According to the Guardian's live blog, Blair "describes the Sun and the Daily Mail as the two most powerful newspapers." He claimed the Daily Mail "attacked me, my family and my children" and did so "very well, very effectively." Specifically, Blair claimed the Daily Mail had a "'personal vendetta' against his wife, Cherie," whose lawyers "sent at least 30 legal warnings to the Daily Mail from mid-2006 to Nov 2011," according to the Guardian's blog. Cherie Blair, as we have written, is currently suing the News of the World alleging phone hacking.
Blair said that "To put it bluntly, the decision-maker was not Rebekah Brooks in relation to this. It was Rupert Murdoch, for sure." He later said that Murdoch has "substantial power." Also, after questions about "his 1995 trip to Murdoch's News Corp conference at Hayman Island in Australia," Blair is quoted as telling the inquiry "My minimum objective was to try stop them tearing us to pieces.
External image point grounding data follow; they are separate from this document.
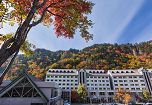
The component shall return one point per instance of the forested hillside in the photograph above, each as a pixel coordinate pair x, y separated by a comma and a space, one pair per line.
99, 56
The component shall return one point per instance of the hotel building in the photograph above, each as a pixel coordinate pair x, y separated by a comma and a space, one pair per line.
100, 83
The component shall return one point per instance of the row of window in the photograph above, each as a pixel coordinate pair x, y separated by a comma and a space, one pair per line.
71, 84
62, 80
130, 84
128, 80
97, 81
62, 76
97, 84
132, 88
129, 77
98, 88
96, 77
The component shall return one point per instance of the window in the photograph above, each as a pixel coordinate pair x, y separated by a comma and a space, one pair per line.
135, 80
101, 93
141, 80
116, 84
132, 88
92, 93
110, 93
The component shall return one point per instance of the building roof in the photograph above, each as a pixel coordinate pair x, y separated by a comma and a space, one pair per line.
124, 72
62, 72
96, 73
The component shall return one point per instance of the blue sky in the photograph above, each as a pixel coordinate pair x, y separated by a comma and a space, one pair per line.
116, 21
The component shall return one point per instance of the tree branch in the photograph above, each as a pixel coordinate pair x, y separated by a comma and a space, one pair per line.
6, 44
43, 14
7, 68
41, 4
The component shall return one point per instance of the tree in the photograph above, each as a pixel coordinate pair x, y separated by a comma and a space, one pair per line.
122, 95
82, 91
146, 94
69, 15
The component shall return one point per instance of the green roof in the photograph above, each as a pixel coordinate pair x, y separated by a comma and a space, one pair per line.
25, 74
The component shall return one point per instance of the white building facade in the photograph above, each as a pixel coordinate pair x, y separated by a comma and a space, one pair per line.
100, 83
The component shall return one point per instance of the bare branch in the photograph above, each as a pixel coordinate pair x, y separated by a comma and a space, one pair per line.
39, 21
43, 14
6, 43
41, 4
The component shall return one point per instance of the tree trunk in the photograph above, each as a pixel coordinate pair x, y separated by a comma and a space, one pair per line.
7, 68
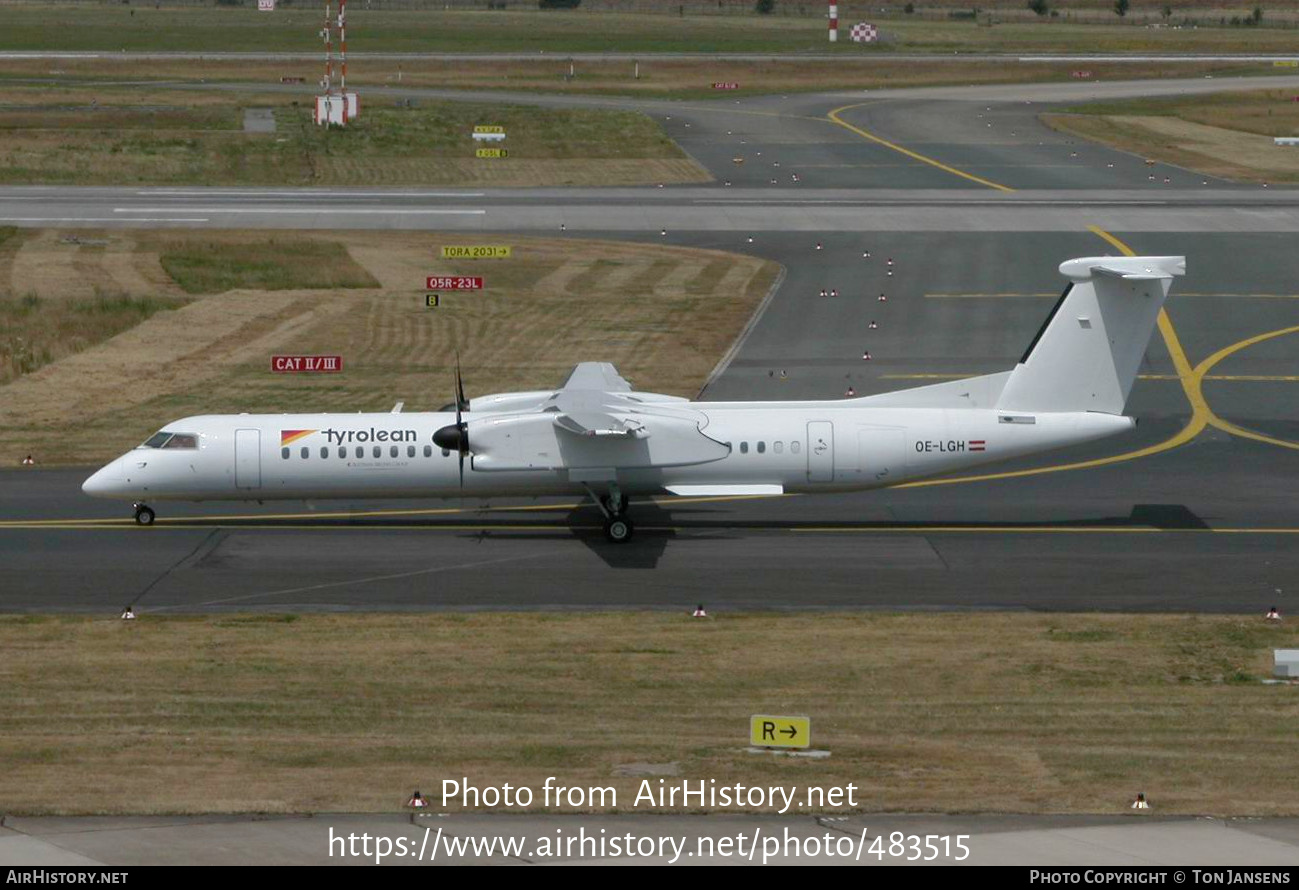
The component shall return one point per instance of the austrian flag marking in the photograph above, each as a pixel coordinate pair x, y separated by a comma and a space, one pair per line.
290, 437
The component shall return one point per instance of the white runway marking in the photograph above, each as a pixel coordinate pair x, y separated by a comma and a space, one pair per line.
296, 209
87, 218
299, 192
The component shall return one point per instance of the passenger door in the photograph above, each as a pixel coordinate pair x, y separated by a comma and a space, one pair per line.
247, 459
820, 451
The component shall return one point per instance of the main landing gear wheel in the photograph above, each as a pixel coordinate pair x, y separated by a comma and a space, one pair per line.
618, 529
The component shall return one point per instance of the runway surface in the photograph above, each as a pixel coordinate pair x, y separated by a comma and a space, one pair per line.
1195, 511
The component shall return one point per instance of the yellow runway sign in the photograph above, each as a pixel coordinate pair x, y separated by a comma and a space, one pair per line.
768, 732
476, 252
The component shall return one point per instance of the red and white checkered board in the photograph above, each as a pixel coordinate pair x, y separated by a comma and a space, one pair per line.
864, 33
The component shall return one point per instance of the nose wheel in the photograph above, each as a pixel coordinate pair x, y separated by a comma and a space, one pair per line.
617, 529
617, 526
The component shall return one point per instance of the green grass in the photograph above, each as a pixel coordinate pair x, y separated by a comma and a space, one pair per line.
990, 712
443, 129
1238, 146
114, 27
270, 265
428, 143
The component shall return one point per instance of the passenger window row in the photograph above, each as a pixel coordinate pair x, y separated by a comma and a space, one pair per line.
777, 447
359, 451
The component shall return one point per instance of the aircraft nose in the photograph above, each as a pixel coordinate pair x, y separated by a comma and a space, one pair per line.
104, 482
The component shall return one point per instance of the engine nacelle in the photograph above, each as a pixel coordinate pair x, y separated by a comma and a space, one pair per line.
509, 402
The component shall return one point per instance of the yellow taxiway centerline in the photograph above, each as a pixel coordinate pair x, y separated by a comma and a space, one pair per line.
834, 117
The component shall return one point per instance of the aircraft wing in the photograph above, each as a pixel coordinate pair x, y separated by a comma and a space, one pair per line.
596, 376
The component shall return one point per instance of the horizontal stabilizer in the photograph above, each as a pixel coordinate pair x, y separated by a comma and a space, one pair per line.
1086, 355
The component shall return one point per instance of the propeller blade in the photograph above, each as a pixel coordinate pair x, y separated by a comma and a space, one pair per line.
461, 402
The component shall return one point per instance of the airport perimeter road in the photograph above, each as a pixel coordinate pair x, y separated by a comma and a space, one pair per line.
991, 839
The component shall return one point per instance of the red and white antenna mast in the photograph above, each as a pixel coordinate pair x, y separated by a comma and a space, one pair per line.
342, 44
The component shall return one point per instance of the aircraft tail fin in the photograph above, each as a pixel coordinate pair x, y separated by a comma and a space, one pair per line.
1086, 355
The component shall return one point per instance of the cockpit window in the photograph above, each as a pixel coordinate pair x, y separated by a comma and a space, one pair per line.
168, 439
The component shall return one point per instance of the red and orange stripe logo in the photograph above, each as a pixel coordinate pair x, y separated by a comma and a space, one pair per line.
290, 437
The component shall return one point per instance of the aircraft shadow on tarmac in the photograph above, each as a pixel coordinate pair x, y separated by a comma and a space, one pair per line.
657, 526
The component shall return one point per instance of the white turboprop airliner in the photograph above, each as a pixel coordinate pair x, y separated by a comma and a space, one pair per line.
596, 435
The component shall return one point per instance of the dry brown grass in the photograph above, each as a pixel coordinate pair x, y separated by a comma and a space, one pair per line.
922, 712
1226, 135
663, 315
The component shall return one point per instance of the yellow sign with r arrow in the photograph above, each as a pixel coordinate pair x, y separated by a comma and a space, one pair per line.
768, 732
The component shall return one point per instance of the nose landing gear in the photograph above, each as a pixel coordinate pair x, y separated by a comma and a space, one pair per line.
617, 526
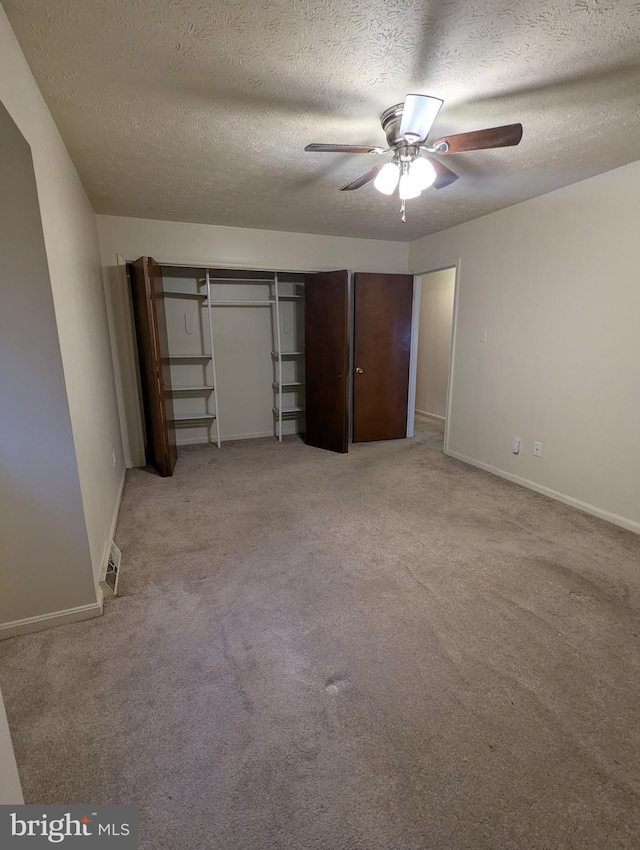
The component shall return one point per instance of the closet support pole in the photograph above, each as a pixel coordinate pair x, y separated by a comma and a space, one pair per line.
279, 350
214, 382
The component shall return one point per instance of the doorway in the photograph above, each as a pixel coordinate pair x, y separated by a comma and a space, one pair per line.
435, 330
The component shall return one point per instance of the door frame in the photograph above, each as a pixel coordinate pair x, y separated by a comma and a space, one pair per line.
415, 328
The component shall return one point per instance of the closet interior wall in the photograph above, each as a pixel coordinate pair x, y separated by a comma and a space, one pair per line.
248, 334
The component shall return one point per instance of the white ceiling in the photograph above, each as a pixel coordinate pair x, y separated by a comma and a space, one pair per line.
199, 110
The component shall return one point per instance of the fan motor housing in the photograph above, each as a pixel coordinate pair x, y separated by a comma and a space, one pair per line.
391, 119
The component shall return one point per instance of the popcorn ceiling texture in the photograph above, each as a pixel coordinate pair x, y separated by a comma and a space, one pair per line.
199, 110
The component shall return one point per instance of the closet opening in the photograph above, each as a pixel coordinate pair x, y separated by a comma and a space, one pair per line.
435, 333
220, 355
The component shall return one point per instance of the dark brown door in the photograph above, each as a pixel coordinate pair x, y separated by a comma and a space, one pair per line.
382, 343
153, 353
326, 329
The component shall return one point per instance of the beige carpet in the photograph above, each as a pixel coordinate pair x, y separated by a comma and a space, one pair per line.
387, 650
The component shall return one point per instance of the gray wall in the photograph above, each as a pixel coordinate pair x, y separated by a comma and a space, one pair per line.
45, 562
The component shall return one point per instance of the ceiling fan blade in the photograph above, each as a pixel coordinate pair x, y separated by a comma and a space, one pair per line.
444, 175
478, 140
418, 114
364, 178
319, 148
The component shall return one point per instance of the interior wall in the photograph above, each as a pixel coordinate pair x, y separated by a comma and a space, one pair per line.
71, 241
44, 549
210, 245
434, 341
554, 282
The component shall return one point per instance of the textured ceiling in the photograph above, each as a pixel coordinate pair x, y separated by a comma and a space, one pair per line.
199, 110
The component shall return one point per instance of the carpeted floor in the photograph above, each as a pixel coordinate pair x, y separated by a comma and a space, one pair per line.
387, 650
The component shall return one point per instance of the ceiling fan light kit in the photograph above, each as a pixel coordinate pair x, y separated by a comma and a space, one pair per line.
407, 126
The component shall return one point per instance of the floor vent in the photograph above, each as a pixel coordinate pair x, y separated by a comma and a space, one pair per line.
110, 581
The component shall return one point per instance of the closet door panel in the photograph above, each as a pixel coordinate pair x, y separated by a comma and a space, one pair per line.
153, 355
383, 305
326, 333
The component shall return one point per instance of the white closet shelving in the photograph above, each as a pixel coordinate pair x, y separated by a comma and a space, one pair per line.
283, 294
193, 373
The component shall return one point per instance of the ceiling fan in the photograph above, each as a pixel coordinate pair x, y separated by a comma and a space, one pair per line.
407, 126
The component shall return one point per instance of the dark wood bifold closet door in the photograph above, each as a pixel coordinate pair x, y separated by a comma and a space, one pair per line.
326, 324
382, 343
153, 354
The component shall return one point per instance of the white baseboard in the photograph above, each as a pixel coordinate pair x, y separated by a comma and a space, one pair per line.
623, 522
54, 618
112, 529
430, 415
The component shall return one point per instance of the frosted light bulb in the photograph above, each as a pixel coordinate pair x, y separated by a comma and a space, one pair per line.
422, 172
387, 178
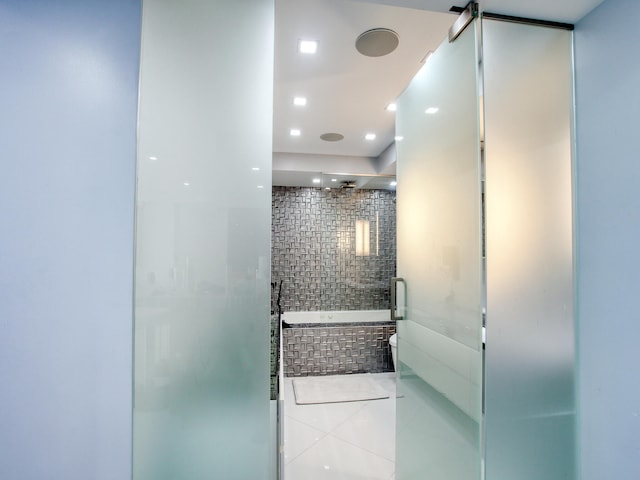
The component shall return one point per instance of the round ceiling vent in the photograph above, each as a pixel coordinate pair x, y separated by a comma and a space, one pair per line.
331, 137
377, 42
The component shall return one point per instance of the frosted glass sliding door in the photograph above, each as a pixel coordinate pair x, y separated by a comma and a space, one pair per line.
530, 409
439, 408
201, 406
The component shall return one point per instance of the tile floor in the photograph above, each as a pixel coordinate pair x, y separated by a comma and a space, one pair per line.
340, 441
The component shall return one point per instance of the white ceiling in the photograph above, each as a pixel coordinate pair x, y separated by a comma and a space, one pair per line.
347, 92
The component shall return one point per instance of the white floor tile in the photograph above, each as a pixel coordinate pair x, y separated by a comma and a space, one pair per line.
298, 437
324, 416
340, 441
371, 428
334, 459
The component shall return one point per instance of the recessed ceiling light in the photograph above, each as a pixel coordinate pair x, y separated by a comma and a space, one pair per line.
307, 46
427, 56
331, 137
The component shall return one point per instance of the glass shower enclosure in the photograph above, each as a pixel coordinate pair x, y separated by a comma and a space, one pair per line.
485, 240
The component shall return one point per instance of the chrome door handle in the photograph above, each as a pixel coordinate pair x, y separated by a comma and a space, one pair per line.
394, 299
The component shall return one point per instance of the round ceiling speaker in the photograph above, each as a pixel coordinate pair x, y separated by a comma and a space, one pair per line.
331, 137
377, 42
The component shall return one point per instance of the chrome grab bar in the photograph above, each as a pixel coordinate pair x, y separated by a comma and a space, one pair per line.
394, 299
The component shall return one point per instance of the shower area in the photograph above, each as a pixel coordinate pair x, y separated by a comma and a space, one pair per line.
333, 253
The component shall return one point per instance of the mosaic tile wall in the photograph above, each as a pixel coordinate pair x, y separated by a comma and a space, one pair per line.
332, 350
314, 248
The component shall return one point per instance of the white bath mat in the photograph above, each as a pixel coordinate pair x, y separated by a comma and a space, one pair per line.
337, 388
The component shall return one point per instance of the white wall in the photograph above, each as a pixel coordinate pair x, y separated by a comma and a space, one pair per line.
68, 96
608, 234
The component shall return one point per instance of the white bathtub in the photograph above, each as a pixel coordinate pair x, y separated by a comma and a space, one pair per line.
338, 317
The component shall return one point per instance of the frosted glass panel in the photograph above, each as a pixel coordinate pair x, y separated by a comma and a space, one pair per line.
439, 256
201, 407
530, 409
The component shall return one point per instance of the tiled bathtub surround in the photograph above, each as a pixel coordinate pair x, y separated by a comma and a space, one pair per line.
314, 251
331, 350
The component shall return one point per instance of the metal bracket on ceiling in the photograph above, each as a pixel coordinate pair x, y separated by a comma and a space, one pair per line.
467, 14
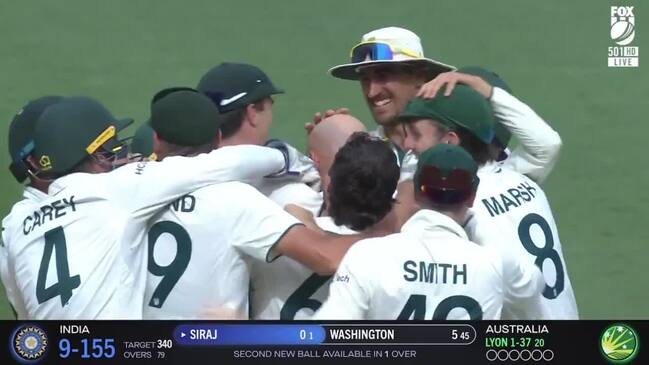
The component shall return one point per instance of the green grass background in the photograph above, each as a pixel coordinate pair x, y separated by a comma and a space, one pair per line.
552, 53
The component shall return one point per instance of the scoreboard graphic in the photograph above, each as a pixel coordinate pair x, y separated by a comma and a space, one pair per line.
353, 342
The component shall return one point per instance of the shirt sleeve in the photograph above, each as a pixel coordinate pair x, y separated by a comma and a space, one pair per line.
539, 143
145, 187
350, 289
297, 193
259, 224
523, 287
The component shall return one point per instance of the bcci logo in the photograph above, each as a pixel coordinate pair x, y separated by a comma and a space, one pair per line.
623, 34
29, 343
45, 162
619, 344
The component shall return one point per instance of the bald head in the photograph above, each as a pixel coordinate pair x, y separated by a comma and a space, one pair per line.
327, 137
331, 133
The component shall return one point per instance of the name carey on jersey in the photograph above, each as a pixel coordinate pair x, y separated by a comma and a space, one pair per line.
48, 212
510, 199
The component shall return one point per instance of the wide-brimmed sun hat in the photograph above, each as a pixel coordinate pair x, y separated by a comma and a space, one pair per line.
385, 46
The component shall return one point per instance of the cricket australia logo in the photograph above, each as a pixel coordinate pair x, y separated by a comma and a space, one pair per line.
623, 34
29, 343
619, 344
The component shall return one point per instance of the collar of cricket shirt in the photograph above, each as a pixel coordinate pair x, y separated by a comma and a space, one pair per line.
33, 194
429, 221
490, 167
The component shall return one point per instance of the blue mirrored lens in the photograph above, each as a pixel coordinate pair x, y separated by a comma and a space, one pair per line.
372, 52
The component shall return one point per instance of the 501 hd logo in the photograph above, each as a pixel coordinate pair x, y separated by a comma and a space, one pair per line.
28, 344
623, 34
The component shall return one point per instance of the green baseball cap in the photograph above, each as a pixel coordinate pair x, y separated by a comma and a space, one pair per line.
464, 108
142, 141
502, 134
446, 174
184, 116
234, 85
21, 134
72, 129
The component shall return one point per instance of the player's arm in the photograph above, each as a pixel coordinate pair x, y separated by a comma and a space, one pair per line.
264, 231
321, 251
143, 188
349, 291
8, 278
539, 146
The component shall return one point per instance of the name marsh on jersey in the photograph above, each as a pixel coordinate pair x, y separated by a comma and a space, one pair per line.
509, 199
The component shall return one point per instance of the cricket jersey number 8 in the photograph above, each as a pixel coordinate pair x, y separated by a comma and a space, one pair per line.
542, 253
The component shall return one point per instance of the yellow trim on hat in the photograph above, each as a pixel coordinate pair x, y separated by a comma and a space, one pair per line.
107, 134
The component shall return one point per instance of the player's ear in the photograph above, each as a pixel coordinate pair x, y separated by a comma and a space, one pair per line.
157, 144
451, 138
32, 165
217, 139
251, 114
471, 198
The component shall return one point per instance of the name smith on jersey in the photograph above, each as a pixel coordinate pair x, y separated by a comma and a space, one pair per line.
434, 272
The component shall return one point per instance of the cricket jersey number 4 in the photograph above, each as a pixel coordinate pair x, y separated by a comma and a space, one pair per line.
415, 308
55, 242
542, 253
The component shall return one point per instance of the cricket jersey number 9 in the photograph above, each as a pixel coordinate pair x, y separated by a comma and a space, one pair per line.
172, 272
542, 253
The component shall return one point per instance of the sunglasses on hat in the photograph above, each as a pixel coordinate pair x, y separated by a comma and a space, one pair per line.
378, 51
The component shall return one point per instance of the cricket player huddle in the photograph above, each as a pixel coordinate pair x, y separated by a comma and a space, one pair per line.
201, 216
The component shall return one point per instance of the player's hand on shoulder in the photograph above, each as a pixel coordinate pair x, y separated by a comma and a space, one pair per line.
220, 312
303, 215
449, 80
319, 117
298, 167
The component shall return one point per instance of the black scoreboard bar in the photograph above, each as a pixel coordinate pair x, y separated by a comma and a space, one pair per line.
303, 342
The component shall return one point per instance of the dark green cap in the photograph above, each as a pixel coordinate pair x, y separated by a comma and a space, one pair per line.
185, 117
464, 108
71, 130
502, 134
21, 134
234, 85
446, 174
142, 141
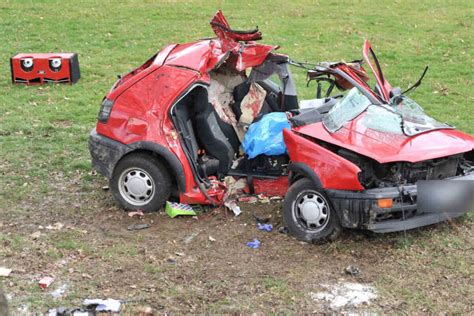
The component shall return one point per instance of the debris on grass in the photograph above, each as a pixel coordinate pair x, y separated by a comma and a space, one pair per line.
187, 240
55, 226
60, 311
35, 235
352, 270
45, 282
175, 209
59, 292
283, 230
138, 226
5, 272
136, 213
254, 244
108, 305
232, 205
265, 227
171, 260
345, 295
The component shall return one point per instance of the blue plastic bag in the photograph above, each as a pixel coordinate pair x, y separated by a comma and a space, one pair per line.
265, 227
254, 244
266, 136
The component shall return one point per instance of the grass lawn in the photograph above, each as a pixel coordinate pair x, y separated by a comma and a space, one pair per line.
45, 170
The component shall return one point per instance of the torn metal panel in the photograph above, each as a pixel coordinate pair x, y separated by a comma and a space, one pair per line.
252, 104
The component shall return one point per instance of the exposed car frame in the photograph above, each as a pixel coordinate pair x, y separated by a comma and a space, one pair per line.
153, 144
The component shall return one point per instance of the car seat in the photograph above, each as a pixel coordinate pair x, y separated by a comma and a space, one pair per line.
213, 134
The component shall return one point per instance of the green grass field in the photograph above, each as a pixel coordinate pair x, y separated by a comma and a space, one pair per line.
45, 170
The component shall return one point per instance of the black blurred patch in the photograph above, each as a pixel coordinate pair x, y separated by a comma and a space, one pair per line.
451, 197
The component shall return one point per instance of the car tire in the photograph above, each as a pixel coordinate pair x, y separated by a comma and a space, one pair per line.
308, 213
140, 182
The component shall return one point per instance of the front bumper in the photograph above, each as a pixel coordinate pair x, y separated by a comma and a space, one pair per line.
361, 210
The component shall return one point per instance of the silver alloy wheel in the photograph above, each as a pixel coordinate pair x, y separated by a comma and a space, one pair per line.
311, 210
136, 186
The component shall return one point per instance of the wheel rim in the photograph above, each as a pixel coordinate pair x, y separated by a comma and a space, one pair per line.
136, 186
311, 210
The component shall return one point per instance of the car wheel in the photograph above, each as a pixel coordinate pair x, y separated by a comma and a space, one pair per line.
140, 182
309, 214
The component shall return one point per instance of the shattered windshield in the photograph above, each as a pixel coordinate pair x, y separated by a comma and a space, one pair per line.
351, 106
415, 120
401, 116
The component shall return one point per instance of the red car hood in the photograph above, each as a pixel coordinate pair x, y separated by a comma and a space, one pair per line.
387, 147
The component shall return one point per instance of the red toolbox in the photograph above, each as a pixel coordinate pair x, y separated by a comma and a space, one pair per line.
42, 68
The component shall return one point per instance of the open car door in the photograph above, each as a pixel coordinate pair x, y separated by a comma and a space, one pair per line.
383, 85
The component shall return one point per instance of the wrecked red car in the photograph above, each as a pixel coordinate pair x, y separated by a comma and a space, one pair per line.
172, 129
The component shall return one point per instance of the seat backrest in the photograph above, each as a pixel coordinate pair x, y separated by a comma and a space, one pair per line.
210, 133
184, 119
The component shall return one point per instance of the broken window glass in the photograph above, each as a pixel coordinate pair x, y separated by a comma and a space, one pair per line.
351, 106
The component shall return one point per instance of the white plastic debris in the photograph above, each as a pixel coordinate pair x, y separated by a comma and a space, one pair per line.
345, 295
59, 292
232, 205
4, 272
108, 305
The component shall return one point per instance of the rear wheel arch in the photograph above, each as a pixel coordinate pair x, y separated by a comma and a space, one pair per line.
166, 158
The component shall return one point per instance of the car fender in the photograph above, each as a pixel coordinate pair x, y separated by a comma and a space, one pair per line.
333, 171
168, 156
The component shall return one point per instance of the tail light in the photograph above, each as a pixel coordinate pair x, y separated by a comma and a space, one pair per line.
105, 110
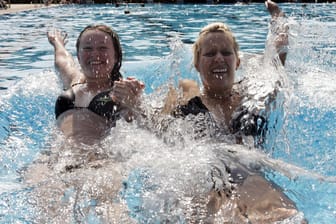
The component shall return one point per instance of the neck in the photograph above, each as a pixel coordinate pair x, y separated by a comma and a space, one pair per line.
98, 84
222, 95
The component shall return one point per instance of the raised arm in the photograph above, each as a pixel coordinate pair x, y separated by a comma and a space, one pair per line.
278, 28
64, 62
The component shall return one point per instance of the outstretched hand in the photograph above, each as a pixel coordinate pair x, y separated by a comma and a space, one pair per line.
279, 28
273, 9
57, 37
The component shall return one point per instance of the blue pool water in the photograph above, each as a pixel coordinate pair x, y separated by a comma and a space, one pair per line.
156, 42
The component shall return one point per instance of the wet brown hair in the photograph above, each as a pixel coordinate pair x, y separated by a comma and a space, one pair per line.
213, 27
115, 74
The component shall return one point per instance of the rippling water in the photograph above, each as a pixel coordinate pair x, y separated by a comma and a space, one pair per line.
156, 42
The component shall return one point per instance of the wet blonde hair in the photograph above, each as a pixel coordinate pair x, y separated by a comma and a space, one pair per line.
211, 28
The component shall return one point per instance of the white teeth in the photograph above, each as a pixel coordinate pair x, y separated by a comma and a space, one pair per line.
223, 70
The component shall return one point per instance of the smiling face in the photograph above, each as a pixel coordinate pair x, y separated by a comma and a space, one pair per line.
217, 60
96, 54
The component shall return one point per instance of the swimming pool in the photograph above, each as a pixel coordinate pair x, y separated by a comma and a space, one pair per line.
156, 43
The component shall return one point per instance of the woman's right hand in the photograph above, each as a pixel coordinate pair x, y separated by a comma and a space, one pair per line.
127, 92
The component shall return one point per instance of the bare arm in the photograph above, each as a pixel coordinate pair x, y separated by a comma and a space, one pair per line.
280, 29
64, 62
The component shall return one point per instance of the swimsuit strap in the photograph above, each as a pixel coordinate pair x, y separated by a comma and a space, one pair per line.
103, 105
64, 102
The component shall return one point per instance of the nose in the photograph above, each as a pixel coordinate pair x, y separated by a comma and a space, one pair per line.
219, 57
My maximum objective was to try get their support."
However, he said that Murdoch "didn't lobby me on media stuff" He said, according to the UK Independent, "I don't know a policy that we changed as a result of Rupert Murdoch."
According to the Guardian's live blog, Blair said that his relationship with Murdoch and Brooks changed after he left office and became "healthier." He noted that he did give Brooks "his support" last year following her resignation and that his relationship with Murdoch is "different" and "easier and better," according to the UK Telegraph.
He added that of Rebekah Brooks, "I did never and would never have asked her or others to conduct attacks on specific individual "
Also at the inquiry, a man named David Lawley Wakelin shouted "the man is a war criminal" at Blair. Wakelin was taken out of the court room, arrested but "later released without charge". The Guardian posted here a video of the man being removed. According to ITV News, Leveson said he plans to have "an investigation undertaken" to learn how Wakelin got in the courtroom.